Ada dua permasalahan utama ketimpangan ini: Satu, PTN memiliki akses lebih besar dalam hal alokasi anggaran besar melalui Dana Alokasi Khusus (DAK) untuk infrastruktur dan penelitian, dan juga jaringan alumni yang kuat ; dan kedua Kebijakan PTN yang memperluas jalur masuk dan prodi baru menciptakan persaingan tidak sehat. Jalur mandiri, misalnya, tidak memiliki kuota yang jelas dan tegas, sehingga memungkinkan PTN “menyerap” calon mahasiswa yang seharusnya menjadi target PTS.
Guru Besar Tetap Fakultas Pertanian UISU itu menambahkan, perlu adanya regulasi ketat guna mendukung keseimbangan mengatasi krisis ini. Diperlukan kebijakan strategis dan terukur sebagai sebuah solusi yang cerdas, antara lain memberikan batasan yang tegas tidak hanya pada lini masa, tapi juga batasan pada jalur masuk dan pembatasan kuota bagi PTN.
Kemudian, meningkatkan jumlah KIP-K kepada PTS, dan mengalokasikan dana hibah yang berimbang kepada PTS serta untuk Universitas Terbuka ada batasan rekurtmen, yakni hanya bagi calon mahasiswa yang telah tamat empat tahun dari SMA atau sederajat.

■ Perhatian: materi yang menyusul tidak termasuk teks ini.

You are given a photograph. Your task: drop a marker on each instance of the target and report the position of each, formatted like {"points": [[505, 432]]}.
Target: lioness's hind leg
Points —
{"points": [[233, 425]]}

Dengan demikian, kebijakan penerimaan mahasiswa baru PTN secara nasional, sudah memperhatikan keberlangsungan PTS yang selama ini telah berkontribusi besar terhadap peningkatan APK-PT.
Bagi UISU, sebutnya, fenomena ini dapat dijadikan tantangan dan peluang meningkatkan penerimaan mahasiswa baru apalagi UISU sedang bertransformasi dengan penguatan akademik, marketing, peningkatan layanan mahasiswa dan peningkatan kerja sama dengan dunia usaha dan dunia industri (DUDI). "UISU optimis menghadapi masa depan dengan menegaskan bahwa krisis ini menjadi momentum meningkatkan daya saing," pungkasnya.